Direct Preference Optimization (DPO) and its variants are used for aligning models with human preferences without requiring a separate reward model.

DPOLoss

The standard DPO loss supports multiple loss types and optional reference-free mode.

from twinkle.loss import DPOLoss

loss_fn = DPOLoss(
    loss_type='sigmoid',  # 'sigmoid', 'hinge', 'ipo', 'kto'
    beta=0.1,
    sft_weight=0.0,       # optional SFT regularization weight
    reference_free=False,
)

model.set_loss(loss_fn)

Parameters:

  • loss_type: DPO variant — sigmoid (default), hinge, ipo, or kto

  • beta: Temperature parameter controlling preference strength

  • sft_weight: Weight for an additional SFT loss term on chosen responses

  • reference_free: If True, skips reference model log-probabilities

The loss expects interleaved chosen/rejected pairs in the batch. It computes sequence-level log-probabilities and optimizes the policy to prefer chosen over rejected responses.

SimPOLoss

Simplified Preference Optimization that removes the need for a reference model by using length-normalized log-probabilities.

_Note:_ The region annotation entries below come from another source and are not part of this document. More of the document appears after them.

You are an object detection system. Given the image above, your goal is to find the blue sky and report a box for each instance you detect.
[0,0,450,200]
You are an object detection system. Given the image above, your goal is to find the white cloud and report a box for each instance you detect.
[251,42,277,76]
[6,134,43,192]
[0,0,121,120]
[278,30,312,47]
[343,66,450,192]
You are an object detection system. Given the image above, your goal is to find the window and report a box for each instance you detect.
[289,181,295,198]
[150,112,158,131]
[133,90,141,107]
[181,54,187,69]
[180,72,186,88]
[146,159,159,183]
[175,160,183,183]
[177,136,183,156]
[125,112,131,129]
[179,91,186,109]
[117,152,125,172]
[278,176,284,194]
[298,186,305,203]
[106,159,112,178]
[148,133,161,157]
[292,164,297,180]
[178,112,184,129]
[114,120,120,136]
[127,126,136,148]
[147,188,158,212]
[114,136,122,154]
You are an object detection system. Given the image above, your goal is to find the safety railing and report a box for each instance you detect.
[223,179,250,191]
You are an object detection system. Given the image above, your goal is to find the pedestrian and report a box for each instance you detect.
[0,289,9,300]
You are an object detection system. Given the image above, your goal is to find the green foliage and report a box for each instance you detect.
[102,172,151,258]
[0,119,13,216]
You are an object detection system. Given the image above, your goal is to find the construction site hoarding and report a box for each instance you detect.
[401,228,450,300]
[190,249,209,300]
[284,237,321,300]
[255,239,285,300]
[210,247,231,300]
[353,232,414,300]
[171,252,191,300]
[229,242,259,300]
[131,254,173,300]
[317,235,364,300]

from twinkle.loss import SimPOLoss

loss_fn = SimPOLoss(beta=2.0, gamma=1.0)

Parameters:

  • beta: Scaling factor for the logit difference

  • gamma: Margin term added to preference gap

CPOLoss

Contrastive Preference Optimization combines preference learning with behavior cloning.

from twinkle.loss import CPOLoss

loss_fn = CPOLoss(beta=0.1, cpo_alpha=1.0)

Parameters:

  • beta: Temperature for the preference loss

  • cpo_alpha: Weight of the behavior cloning (NLL) loss on chosen responses

ORPOLoss

Odds Ratio Preference Optimization unifies SFT and preference alignment in a single loss.

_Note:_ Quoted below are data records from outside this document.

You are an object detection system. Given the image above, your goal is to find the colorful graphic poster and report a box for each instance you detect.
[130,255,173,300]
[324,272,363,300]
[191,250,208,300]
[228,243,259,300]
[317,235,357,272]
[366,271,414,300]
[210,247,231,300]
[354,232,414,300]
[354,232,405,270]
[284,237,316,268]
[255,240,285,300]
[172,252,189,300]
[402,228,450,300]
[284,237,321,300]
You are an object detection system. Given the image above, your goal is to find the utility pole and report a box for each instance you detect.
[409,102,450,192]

from twinkle.loss import ORPOLoss

loss_fn = ORPOLoss(beta=0.1)

The loss combines a standard NLL term on chosen responses with a log-odds-ratio penalty that pushes the model away from rejected responses.

All preference losses inherit shared utilities from PreferenceLossBase, including log-probability computation, chosen/rejected splitting, and sequence-level aggregation.